Rita Majhi hasn't tasted any meat or fish for two years. It has been over a year since Puran Baswar bought milk for his children. Bet Ram wonders whether he will get work to pay for his next meal. Majhi, Baswar, Ram are among the millions of Indians whom the economic growth story has left behind as they struggle to make ends meet on meagre incomes which shrink even further with inflation at above 9 per cent for nearly a year.
By the World Bank's latest count, 400 million Indians - about a third of the population - live on less than 1.25 dollars a day. Economist Utsa Patnaik wrote in the Hindu newspaper that more realistic calculations would demonstrate that two-thirds of Indians are poor and under-nourished. "Per head energy and protein intake has been falling for the last two decades as the majority of the population is unable to afford enough food," Patnaik said.
"Calorie consumption has been declining, and the poor are consuming calories way below the recommended norm," India's Planning Commission said in its Human Development Report 2011.
Human development indicators seem to bear this out. The infant mortality rate - number of deaths below the age of 1 per 1,000 live births - was 50 in 2009 and the prevalence of underweight children is among the highest in the world, according to the World Bank. Baswar, 39, who migrated to New Delhi from the western state of Rajasthan, says he has been unable to provide his five children back in the village with a daily cup of milk for over a year.
"We cannot even give them biscuits with their morning tea." His children aged between 4 and 14 have two meagre meals a day. "It's rotis (Indian bread) and a chutney in the morning, and rotis and the cheapest vegetable available in the evening," he said.
That's more or less what Baswar eats before work as an office errand boy and cleaner in the capital's diplomatic enclave. Inflation has hit India's poor the hardest. "My wages have increased by about 40 per cent over these years but the prices of everything, the rent of my one room in a slum, cooking fuel, rice, wheat, dal (pulses) has more than doubled," Majhi said.

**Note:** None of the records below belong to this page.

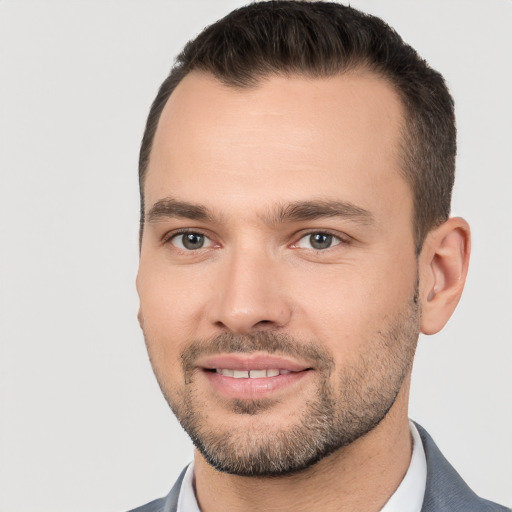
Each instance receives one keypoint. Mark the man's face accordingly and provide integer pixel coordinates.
(278, 278)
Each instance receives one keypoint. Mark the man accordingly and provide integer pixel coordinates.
(296, 173)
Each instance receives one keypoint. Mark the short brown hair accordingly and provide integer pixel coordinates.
(321, 39)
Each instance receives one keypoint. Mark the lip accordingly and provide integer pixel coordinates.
(247, 388)
(251, 362)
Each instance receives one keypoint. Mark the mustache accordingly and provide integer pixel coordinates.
(263, 341)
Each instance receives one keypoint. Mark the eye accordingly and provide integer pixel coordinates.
(190, 241)
(318, 241)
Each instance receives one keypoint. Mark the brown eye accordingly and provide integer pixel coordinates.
(318, 241)
(190, 241)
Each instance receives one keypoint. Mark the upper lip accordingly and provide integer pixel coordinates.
(250, 362)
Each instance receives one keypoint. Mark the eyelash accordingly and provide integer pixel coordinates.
(341, 239)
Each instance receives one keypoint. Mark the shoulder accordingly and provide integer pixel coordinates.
(167, 504)
(446, 490)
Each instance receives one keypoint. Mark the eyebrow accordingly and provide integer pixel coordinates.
(291, 212)
(311, 210)
(171, 208)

Majhi, 45, left her village in the eastern state of West Bengal five years ago to clean New Delhi homes. It is a daily struggle for thousands like them in the capital as they try to save enough of their monthly salaries of about 5,000 rupees (114 dollars) to send home to feed their families.
Majhi and Baswar are near the bottom of the ladder but they are better off than Bet Ram.
Ram has worked as manual labourer at building sites in New Delhi suburb Gurgaon since July. He earns around 150 rupees a day, when there is work.
After paying for the room he shares with six others in local slum, Ram has no savings. He manages with one meal of onions and rotis a day.
Ram said the situation in his village in Bihar's Araria district is worse. "There is no work," he says.
Majhi and Baswar's employers live in a different world. Part of India's well-heeled upper middle-class, they earn between 50,000 and 400,000 rupees a month and can easily spend the equivalent of Baswar's salary on a single meal out.
A recent Organisation for Economic Co-operation and Development report said inequality has grown in India over the past 20 years as the overall economy has expanded.
The top 10 per cent of wage-earners make 12 times more than the bottom 10 per cent, compared to six times 20 years ago, the report says.
The federal government on Thursday put before parliament a bill to guarantee subsidised grains to about 75 per cent of rural households and 50 per cent of urban households.
The poor already get subsidised grains, but a Finance Ministry survey for 2010-11 indicated that more than 40 per cent of the food meant for such distribution did not reach its intended recipients.
Doubts have been raised over the new subsidies as they would be distributed through the same network and would require greater procurement. It also has huge financial implications for a government which already runs a budget deep in deficit.
Baswar says his family manages to get a few litres of kerosene each month from the local public distribution outlet in his village, but no rice, wheat or sugar. "We have to buy it from the market," Baswar said.